Characterization of sea ice kinematics over oceanic eddies

TL;DR

This paper investigates how sea ice floe movements can be used to infer ocean eddy vorticity in the Arctic, combining numerical models and analytical methods to establish a relationship between floe rotation and underlying ocean turbulence.

Contribution

It introduces a novel approach to estimate ocean eddy vorticity from sea ice floe observations using idealized vortex models and turbulence analysis, advancing Arctic oceanography.

Findings

Floe rotation rates relate to ocean vorticity, depending on floe and eddy size.

As floe size exceeds eddy size, the rotation-vorticity relationship deviates from half.
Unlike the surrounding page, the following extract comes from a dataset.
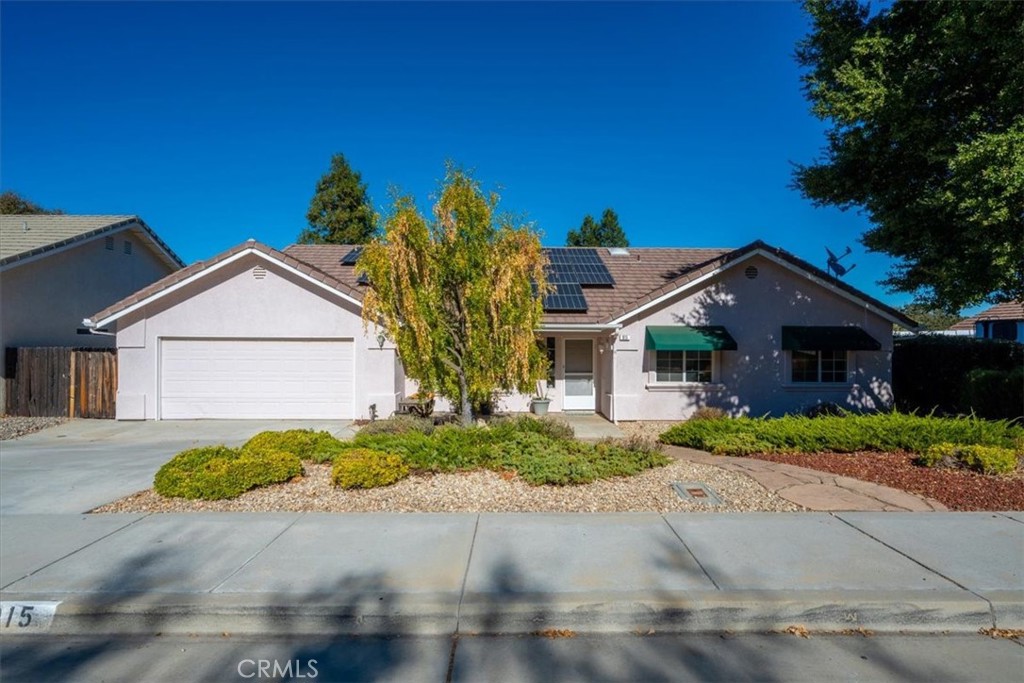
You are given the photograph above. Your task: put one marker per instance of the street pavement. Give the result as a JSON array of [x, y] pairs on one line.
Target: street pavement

Ice floe thickness, winds, and collisions influence floe rotation dynamics.

Abstract

Eddies within the meso/submeso-scale range are prevalent throughout the Arctic Ocean, playing a pivotal role in regulating freshwater budget, heat transfer, and sea ice transport. While observations have suggested a strong connection between the dynamics of sea ice and the underlying turbulent flows, quantifying this relationship remains an ambitious task due to the challenges of acquiring concurrent sea ice and ocean measurements. Recently, an innovative study using a unique algorithm to track sea ice floes showed that ice floes can be used as vorticity meters of the ocean. Here, we present a numerical and analytical evaluation of this result by estimating the kinematic link between free-drifting ice floes and underlying ocean eddies using idealized vortex models. These analyses are expanded to explore local eddies in quasi-geostrophic turbulence, providing a more realistic representation of eddies in the Arctic Ocean. We find that in both flow fields, the relationship between floe rotation rates and ocean vorticity depends on the relative size of the ice floe to the eddy. As the floe size approaches and exceeds the eddy size, the floe rotation rates depart from half of the ocean vorticity. Finally, the effects of ice floe thickness, atmospheric winds, and floe-floe collisions on floe rotations are investigated. The derived relations and floe statistics set the foundation for leveraging remote sensing observations of floe motions to characterize eddy vorticity at small to moderate scales. This innovative approach opens new possibilities for quantifying Arctic Ocean eddy characteristics, providing valuable inputs for more accurate climate projections.